Al igual que en esa ocasión, el traslado duró más de un día, dado que son estructuras de enormes magnitudes. En este caso, el reactor hidrodesulfurizador, que se utilizará para eliminar el azufre de los combustibles y así poder alargar la vida útil de los motores de combustión, pesaba 26 toneladas, tenía 2 metros de diámetro y 12 metros de largo.

El transporte estuvo a cargo de la empresa Transapelt, del grupo IMPSA, especialista en transportes extra pesados y sobredimensionado.

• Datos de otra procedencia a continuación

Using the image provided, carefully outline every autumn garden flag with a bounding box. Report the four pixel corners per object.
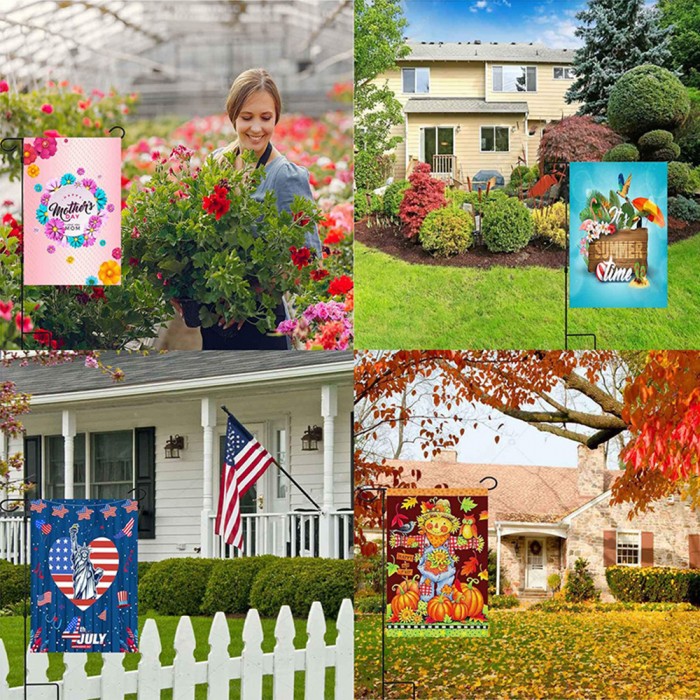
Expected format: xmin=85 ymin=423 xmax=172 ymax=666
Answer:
xmin=386 ymin=489 xmax=489 ymax=637
xmin=22 ymin=136 xmax=121 ymax=286
xmin=569 ymin=163 xmax=668 ymax=308
xmin=30 ymin=499 xmax=138 ymax=652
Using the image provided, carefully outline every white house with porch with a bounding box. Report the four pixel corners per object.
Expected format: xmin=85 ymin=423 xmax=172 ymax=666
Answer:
xmin=0 ymin=351 xmax=353 ymax=562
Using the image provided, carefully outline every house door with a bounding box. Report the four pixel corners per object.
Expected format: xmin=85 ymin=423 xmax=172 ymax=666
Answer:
xmin=421 ymin=126 xmax=455 ymax=175
xmin=525 ymin=539 xmax=547 ymax=590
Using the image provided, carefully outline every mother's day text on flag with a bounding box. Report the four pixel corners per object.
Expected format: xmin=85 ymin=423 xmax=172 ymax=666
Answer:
xmin=30 ymin=499 xmax=138 ymax=652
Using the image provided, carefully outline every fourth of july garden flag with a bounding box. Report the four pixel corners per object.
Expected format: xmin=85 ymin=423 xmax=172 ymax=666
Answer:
xmin=386 ymin=489 xmax=489 ymax=637
xmin=216 ymin=416 xmax=275 ymax=552
xmin=30 ymin=499 xmax=138 ymax=652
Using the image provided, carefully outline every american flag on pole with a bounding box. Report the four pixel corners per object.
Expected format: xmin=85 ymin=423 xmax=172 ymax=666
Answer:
xmin=216 ymin=416 xmax=275 ymax=552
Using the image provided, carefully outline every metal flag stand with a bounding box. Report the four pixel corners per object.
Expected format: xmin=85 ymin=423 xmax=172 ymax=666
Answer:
xmin=0 ymin=124 xmax=126 ymax=350
xmin=0 ymin=482 xmax=148 ymax=700
xmin=355 ymin=476 xmax=498 ymax=700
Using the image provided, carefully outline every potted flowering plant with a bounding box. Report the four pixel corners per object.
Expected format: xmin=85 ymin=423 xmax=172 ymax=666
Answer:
xmin=122 ymin=146 xmax=320 ymax=332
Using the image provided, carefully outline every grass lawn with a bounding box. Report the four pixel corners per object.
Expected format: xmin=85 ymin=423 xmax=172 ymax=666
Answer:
xmin=355 ymin=235 xmax=700 ymax=350
xmin=0 ymin=616 xmax=336 ymax=700
xmin=355 ymin=610 xmax=700 ymax=700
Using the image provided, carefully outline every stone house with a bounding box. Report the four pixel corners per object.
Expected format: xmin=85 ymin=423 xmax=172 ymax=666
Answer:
xmin=388 ymin=445 xmax=700 ymax=600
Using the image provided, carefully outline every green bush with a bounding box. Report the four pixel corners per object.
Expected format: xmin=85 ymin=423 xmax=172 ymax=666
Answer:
xmin=0 ymin=559 xmax=29 ymax=608
xmin=668 ymin=161 xmax=694 ymax=196
xmin=419 ymin=207 xmax=474 ymax=258
xmin=139 ymin=557 xmax=213 ymax=615
xmin=250 ymin=558 xmax=355 ymax=617
xmin=481 ymin=197 xmax=535 ymax=253
xmin=608 ymin=64 xmax=690 ymax=139
xmin=605 ymin=566 xmax=700 ymax=605
xmin=668 ymin=195 xmax=700 ymax=221
xmin=384 ymin=180 xmax=411 ymax=221
xmin=201 ymin=554 xmax=279 ymax=615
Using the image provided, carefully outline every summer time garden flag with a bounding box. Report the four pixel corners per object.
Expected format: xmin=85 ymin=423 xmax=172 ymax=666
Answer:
xmin=30 ymin=499 xmax=138 ymax=652
xmin=386 ymin=489 xmax=489 ymax=637
xmin=569 ymin=163 xmax=668 ymax=308
xmin=22 ymin=136 xmax=121 ymax=286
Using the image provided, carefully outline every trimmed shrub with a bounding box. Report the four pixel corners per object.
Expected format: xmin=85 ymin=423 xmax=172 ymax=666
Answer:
xmin=564 ymin=557 xmax=600 ymax=603
xmin=201 ymin=554 xmax=280 ymax=615
xmin=605 ymin=566 xmax=700 ymax=605
xmin=0 ymin=559 xmax=29 ymax=608
xmin=139 ymin=557 xmax=215 ymax=615
xmin=668 ymin=161 xmax=694 ymax=196
xmin=608 ymin=64 xmax=690 ymax=139
xmin=250 ymin=558 xmax=355 ymax=617
xmin=399 ymin=163 xmax=447 ymax=238
xmin=419 ymin=207 xmax=474 ymax=258
xmin=637 ymin=129 xmax=673 ymax=151
xmin=384 ymin=180 xmax=411 ymax=221
xmin=603 ymin=143 xmax=639 ymax=163
xmin=481 ymin=197 xmax=535 ymax=253
xmin=668 ymin=195 xmax=700 ymax=221
xmin=532 ymin=202 xmax=566 ymax=248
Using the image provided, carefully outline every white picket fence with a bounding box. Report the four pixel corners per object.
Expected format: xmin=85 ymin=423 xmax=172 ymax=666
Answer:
xmin=0 ymin=599 xmax=354 ymax=700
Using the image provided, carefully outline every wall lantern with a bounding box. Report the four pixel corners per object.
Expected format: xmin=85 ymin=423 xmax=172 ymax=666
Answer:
xmin=165 ymin=435 xmax=185 ymax=459
xmin=301 ymin=425 xmax=323 ymax=452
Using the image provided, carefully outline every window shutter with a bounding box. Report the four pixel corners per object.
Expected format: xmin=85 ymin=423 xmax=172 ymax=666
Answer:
xmin=688 ymin=535 xmax=700 ymax=569
xmin=642 ymin=532 xmax=654 ymax=566
xmin=603 ymin=530 xmax=617 ymax=568
xmin=135 ymin=428 xmax=156 ymax=540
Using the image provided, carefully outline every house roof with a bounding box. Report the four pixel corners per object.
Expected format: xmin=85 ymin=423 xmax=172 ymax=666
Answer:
xmin=0 ymin=350 xmax=352 ymax=401
xmin=399 ymin=41 xmax=574 ymax=64
xmin=387 ymin=460 xmax=622 ymax=527
xmin=403 ymin=97 xmax=528 ymax=114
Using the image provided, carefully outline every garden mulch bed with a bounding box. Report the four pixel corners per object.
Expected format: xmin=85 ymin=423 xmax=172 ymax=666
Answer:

Mientras tanto, la firma fundada por Enrique Pescarmona continúa con su proceso de reestructuración profunda y de saneamiento financiero. En 2018, los acreedores habían tomado el control de la empresa mendocina, que entró en crisis por el colapso económico de Venezuela y Brasil. Sin embargo, las corridas cambiarias que hubo desde ese entonces y a partir de 2020 la pandemia, la llevaron a pedir el socorro del estado nacional, que por cuatro meses pagó el 75% de sus salarios.

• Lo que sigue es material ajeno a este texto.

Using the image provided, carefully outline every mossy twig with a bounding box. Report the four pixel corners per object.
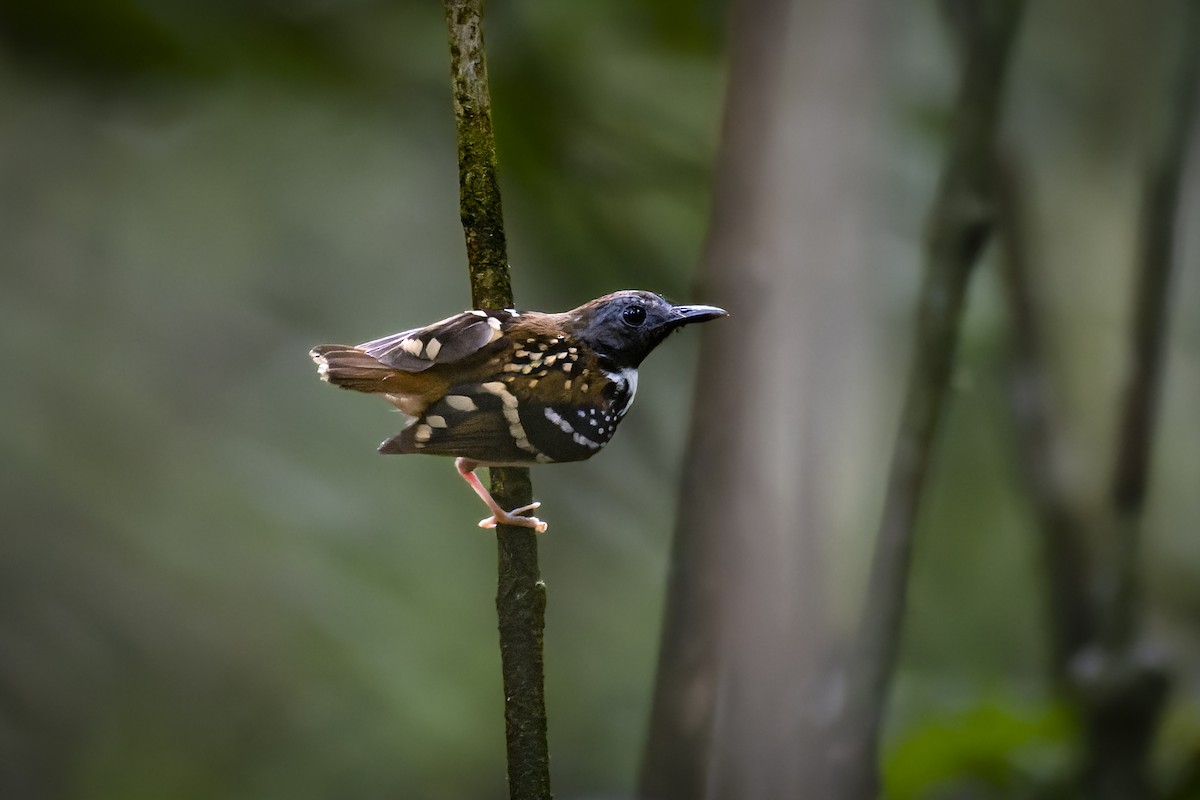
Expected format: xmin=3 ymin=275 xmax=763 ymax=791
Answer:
xmin=445 ymin=0 xmax=551 ymax=800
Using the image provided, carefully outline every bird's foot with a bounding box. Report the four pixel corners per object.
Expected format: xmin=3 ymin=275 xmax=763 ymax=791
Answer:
xmin=479 ymin=503 xmax=548 ymax=534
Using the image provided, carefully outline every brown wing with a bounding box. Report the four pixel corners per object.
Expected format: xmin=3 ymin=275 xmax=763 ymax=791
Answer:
xmin=358 ymin=311 xmax=515 ymax=372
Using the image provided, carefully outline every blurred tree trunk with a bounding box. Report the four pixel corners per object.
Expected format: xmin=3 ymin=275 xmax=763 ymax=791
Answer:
xmin=640 ymin=0 xmax=887 ymax=800
xmin=1004 ymin=0 xmax=1200 ymax=800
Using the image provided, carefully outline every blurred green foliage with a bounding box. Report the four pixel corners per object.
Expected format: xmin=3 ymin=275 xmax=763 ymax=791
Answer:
xmin=0 ymin=0 xmax=1200 ymax=800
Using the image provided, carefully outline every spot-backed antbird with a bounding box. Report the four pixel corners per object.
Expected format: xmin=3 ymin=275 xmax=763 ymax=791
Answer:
xmin=310 ymin=290 xmax=726 ymax=533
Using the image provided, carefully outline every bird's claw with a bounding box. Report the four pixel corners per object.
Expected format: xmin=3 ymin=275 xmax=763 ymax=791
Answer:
xmin=479 ymin=503 xmax=548 ymax=534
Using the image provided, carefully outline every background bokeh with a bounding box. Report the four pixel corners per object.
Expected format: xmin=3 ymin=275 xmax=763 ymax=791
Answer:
xmin=0 ymin=0 xmax=1200 ymax=800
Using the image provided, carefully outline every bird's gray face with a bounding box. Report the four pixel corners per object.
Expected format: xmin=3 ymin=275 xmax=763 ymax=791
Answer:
xmin=569 ymin=290 xmax=726 ymax=368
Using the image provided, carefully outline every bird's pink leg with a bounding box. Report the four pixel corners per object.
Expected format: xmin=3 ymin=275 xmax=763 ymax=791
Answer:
xmin=454 ymin=458 xmax=546 ymax=534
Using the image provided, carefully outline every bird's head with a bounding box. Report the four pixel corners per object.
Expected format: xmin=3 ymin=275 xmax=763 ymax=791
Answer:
xmin=564 ymin=290 xmax=726 ymax=368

Ahora, está todo preparado para el desembarco del Gobierno, que aportará USD15 millones para hacerse del 63,7% de las nuevas acciones clase C emitidas por el directorio. Otros USD5 millones los aportará la administración de Rodolfo Suárez, que tendrá el 21,2%.

Todo en el marco de un proceso de reperfilamiento de su deuda, proceso que culminó a fin de noviembre con una quita significativa en los intereses.